Computing nearest neighbor graph

OUTPUT

Computing SNN

R

ifnb.filtered <- FindClusters(ifnb.filtered, resolution = 0.5)

OUTPUT

Modularity Optimizer version 1.3.0 by Ludo Waltman and Nees Jan van Eck

Number of nodes: 13548
Number of edges: 521570

Running Louvain algorithm...
Maximum modularity in 10 random starts: 0.9002
Number of communities: 13
Elapsed time: 2 seconds

R

ifnb.filtered <- JoinLayers(ifnb.filtered)

Additional Challenges

Challenge

You can also use K-means clustering to cluster the data to compare to other clustering methods. How can you use the kmeans() function from stats to cluster the data and visualise it using DimPlot()?

In this example, we used k = 5 purely for illustration. As you can see, it produces fewer clusters compared to the default Louvain algorithm. You are welcome to try different k values in your own time to explore whether k-means clustering is a suitable option in this context.

Show me the solution

R

# K-means
emb <- Embeddings(ifnb.filtered, "pca")[, 1:20]
set.seed(1)
km <- kmeans(emb, centers = 12, nstart = 50)

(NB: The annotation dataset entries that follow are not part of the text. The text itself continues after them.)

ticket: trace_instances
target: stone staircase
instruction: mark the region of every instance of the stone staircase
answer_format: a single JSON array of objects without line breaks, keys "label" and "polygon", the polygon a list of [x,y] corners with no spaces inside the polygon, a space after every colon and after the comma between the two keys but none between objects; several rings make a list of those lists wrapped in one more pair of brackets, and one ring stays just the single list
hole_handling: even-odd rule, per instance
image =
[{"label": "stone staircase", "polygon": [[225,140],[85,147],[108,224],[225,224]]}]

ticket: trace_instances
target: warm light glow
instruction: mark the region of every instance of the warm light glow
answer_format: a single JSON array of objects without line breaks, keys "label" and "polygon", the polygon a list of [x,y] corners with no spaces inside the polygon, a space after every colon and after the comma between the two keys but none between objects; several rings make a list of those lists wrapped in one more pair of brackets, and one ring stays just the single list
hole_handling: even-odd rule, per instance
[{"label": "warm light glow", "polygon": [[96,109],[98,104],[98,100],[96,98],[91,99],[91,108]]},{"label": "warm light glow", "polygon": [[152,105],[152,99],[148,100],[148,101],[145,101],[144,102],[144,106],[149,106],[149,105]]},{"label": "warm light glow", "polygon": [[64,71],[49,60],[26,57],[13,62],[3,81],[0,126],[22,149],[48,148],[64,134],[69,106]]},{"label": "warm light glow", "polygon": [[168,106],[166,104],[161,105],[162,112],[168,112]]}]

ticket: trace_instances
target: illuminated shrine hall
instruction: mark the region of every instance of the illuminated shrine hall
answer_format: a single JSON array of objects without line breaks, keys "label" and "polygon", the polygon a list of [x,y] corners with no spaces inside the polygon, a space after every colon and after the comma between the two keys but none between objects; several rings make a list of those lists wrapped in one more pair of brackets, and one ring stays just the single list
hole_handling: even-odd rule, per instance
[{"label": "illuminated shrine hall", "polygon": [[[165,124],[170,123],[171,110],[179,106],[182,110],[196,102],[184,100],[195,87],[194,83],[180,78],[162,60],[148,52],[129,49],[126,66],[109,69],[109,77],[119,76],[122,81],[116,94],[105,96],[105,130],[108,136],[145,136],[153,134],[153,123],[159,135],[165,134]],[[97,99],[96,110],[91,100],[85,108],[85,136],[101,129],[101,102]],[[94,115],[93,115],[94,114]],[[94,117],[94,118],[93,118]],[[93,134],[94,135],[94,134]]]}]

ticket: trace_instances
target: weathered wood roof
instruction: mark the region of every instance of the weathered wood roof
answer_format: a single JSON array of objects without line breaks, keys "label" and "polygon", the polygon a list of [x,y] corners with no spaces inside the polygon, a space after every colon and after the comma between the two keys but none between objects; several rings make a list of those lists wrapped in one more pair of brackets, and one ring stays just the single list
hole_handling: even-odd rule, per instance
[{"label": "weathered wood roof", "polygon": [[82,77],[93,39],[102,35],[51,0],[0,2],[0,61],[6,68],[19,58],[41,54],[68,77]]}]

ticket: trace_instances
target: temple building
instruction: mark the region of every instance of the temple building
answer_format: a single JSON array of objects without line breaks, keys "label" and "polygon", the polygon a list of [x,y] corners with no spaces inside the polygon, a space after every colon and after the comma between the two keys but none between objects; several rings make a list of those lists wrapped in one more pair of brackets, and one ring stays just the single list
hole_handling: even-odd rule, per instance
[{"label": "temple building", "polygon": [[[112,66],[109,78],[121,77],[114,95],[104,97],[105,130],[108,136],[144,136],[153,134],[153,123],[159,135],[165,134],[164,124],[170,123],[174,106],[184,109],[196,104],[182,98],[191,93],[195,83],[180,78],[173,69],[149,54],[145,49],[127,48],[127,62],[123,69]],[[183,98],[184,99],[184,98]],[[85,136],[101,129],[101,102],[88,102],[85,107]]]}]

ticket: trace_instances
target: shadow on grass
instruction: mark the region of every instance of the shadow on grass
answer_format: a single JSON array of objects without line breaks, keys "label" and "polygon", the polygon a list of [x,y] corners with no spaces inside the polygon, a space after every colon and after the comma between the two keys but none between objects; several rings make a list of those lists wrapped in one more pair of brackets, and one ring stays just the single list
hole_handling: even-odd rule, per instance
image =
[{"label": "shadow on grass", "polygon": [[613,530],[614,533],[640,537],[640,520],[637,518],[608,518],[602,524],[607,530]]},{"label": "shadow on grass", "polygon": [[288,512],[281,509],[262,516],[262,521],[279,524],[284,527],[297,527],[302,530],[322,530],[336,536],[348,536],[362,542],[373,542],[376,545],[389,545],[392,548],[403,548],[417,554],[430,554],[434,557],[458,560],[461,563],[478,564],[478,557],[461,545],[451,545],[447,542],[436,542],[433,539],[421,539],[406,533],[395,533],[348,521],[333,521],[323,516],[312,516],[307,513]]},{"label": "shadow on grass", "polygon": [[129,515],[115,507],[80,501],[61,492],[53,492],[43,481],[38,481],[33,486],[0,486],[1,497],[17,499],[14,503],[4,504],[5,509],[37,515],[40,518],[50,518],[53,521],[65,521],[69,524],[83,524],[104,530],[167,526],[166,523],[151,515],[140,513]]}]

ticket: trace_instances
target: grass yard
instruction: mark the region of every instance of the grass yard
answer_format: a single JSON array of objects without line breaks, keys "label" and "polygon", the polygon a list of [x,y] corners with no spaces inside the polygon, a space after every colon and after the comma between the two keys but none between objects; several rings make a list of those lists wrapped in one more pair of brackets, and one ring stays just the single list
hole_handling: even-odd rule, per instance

ifnb.filtered$kmeans_k12 <- factor(km$cluster)

# Compare labelings
p1 <- DimPlot(ifnb.filtered, reduction = "umap.cca", group.by = "seurat_clusters") + ggtitle("Louvain")
p2 <- DimPlot(ifnb.filtered, reduction = "umap.cca", group.by = "kmeans_k12") + ggtitle("k-means (K=12)")
p1 | p2

R

# If you decide to proceed with k-means downstream:
Idents(ifnb.filtered) <- "kmeans_k12"

Key Points

QC filtering removes low-quality cells (e.g., low gene count or high mitochondrial %).
Integration corrects sample-to-sample variation so cells group by biology, not by batch.
Harmony and CCA both align shared cell states but use different mathematical strategies.